Barcelona is the maze of the old town, that first felt sinister on the day we pulled up with five people and fifteen suitcases and my dad walked up to the apartment, walked back down the stairs, and said, to my mom, “Kathryn, I don’t know if this is going to work.” Barcelona is the look she gave him in return before picking up my brothers’ bags and heading up the stairs to see for herself.
Barcelona is the hectic tapas restaurants, full of tourists trying to order in English and ex-pats looking superior, as if that hadn’t been them a year ago, or two, or five, but it was them once.
Barcelona is the night bus, where I finally turned around to the group of loud college students doing their semester abroad and gave them directions to the bar they were looking for, in English, so they’d stop yelling.

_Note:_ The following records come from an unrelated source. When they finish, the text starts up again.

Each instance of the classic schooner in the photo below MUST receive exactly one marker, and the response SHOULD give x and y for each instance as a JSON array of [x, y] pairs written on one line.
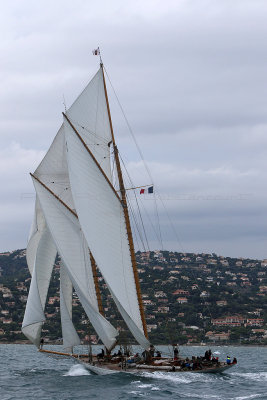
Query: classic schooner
[[82, 217]]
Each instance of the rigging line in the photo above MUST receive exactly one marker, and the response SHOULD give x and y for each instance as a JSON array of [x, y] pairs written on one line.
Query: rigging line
[[140, 153], [134, 218], [138, 208], [171, 224], [135, 225], [130, 129], [149, 219], [134, 228], [157, 214]]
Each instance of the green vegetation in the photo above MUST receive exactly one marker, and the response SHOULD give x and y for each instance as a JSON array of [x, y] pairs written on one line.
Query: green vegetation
[[188, 298]]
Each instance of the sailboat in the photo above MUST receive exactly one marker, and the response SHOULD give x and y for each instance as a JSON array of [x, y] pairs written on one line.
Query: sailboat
[[81, 216]]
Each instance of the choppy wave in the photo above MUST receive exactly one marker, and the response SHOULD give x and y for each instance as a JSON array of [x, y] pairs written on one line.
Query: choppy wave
[[77, 370]]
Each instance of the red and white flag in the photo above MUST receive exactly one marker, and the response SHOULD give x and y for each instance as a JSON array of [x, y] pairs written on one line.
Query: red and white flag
[[96, 52]]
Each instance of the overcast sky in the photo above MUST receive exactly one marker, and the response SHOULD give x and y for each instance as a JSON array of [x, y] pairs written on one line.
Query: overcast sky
[[192, 78]]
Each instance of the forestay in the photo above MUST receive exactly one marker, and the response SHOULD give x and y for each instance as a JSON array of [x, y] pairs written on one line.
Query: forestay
[[69, 334], [89, 115], [53, 170]]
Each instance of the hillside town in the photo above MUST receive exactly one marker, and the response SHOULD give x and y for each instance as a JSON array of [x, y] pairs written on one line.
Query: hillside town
[[188, 298]]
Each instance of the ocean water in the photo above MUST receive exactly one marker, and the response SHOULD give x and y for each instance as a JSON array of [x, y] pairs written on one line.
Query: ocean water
[[26, 374]]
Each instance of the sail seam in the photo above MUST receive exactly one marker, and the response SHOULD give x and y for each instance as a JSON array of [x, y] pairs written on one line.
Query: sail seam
[[93, 157]]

Barcelona is a bench outside a Dunkin’ Donuts (mysteriously called Dunkin’ Coffee in Spain) where my boyfriend broke up with me, and, like the overly emotional teenager that I was, I continued to sit for the next hour or so, looking at the bright orange and pink letters alone.
Barcelona is a moment at night, with a different boy, when I went swimming at night. I stepped on a fish, and it wriggled beneath my foot. Barcelona is the feeling of two lives struggling against each other, Barcelona is the glow of green lights from a bar down the beach. Barcelona is a long walk down a street you’ve never seen before, drinking orange juice and falling in love with someone.

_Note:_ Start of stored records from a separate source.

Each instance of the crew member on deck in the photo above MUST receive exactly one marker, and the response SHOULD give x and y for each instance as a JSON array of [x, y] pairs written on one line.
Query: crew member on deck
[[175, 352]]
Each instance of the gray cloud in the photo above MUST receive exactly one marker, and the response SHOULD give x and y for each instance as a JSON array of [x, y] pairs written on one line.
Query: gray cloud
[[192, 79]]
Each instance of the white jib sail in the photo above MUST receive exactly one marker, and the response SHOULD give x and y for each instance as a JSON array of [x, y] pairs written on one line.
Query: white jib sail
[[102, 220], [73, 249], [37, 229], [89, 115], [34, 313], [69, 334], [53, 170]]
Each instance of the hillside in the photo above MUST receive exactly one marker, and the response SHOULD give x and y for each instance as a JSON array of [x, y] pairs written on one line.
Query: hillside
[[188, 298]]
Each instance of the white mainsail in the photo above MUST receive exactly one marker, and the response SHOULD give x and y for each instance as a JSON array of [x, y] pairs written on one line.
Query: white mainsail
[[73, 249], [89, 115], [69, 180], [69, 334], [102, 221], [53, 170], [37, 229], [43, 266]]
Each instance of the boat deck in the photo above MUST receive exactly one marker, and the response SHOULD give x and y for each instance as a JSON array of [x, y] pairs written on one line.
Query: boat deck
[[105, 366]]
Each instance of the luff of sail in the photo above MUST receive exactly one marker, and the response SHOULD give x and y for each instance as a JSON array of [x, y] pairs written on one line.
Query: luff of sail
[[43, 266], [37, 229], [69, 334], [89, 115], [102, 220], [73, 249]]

Barcelona is the time I dropped my newly acquired Spanish cell phone down into the tracks of the metro stop closest to my school. Barcelona is the mixture of Spanish, Catalan, and English I used when I tried to explain to the metro employee what had happened. My reflection in the glass of the door to her office showed the desperation in my face, which seemed silly when she smiled, grabbed a giant pair of grabby things that looked like scissors, and calmly extracted my blue and white Nokia from the tracks.
Barcelona is the feeling of terror I got every time I walked around the city with my youngest brother, then five, a feeling that I didn’t know how to care for someone so small and fragile in such a big and dangerous place. Barcelona is the feeling of relief I got every time we arrived home safely, Barcelona is the smile on his face whenever we went somewhere new, like the chocolate museum or the zoo or the playground near the beach.
Barcelona is the first sip of mojito, unintended, and prompted by my ex-boyfriend’s snide “she doesn’t drink” when the waiter came by asking for our orders. Barcelona’s bus system that night felt new and too bright and complicated.
Barcelona is stumbling barefoot home down the Paseig de Gracia on my seventeenth birthday, singing Lily Allen and feeling too safe. Barcelona is a feeling of being untouchable, unbreakable, unshakable, young and in love and happy.
Barcelona is the first time I understood what my Spanish classmates were talking about during lunch breaks at school, and exclaimed, “oh! You’re calling him gay!” And then shut my mouth quickly but smiled, because I knew Spanish!
Barcelona is my first Spanish oral exam, a long interview with Senor Ricos. Afterward, he looked at me puzzled and said, “you were speaking about half Catalan.” And I said, “but I don’t know Catalan!” so he laughed, and replied, “well, evidently you do!”
Barcelona is the tutoring center for impoverished kids in the worst neighborhood (on the “bad side” of the Ramblas) where the kids would translate their assignment from Catalan to Spanish for me, so I could help them. And then I’d translate it from Spanish to English, formulate an answer, translate the answer back into Spanish, and feed it to them, so they could translate it to Catalan and write it down in small blue notebooks.
Barcelona is the moment after graduation when the plane took off and I looked out the window, and watched the city getting smaller beneath me, and whispered goodbyes to everyone who I had loved, everyone who had loved me. Barcelona is the word “vivir,” Spanish for “to live,” tattooed behind my ear, Barcelona will be with me forever, Barcelona te quiero, por toda mi vida.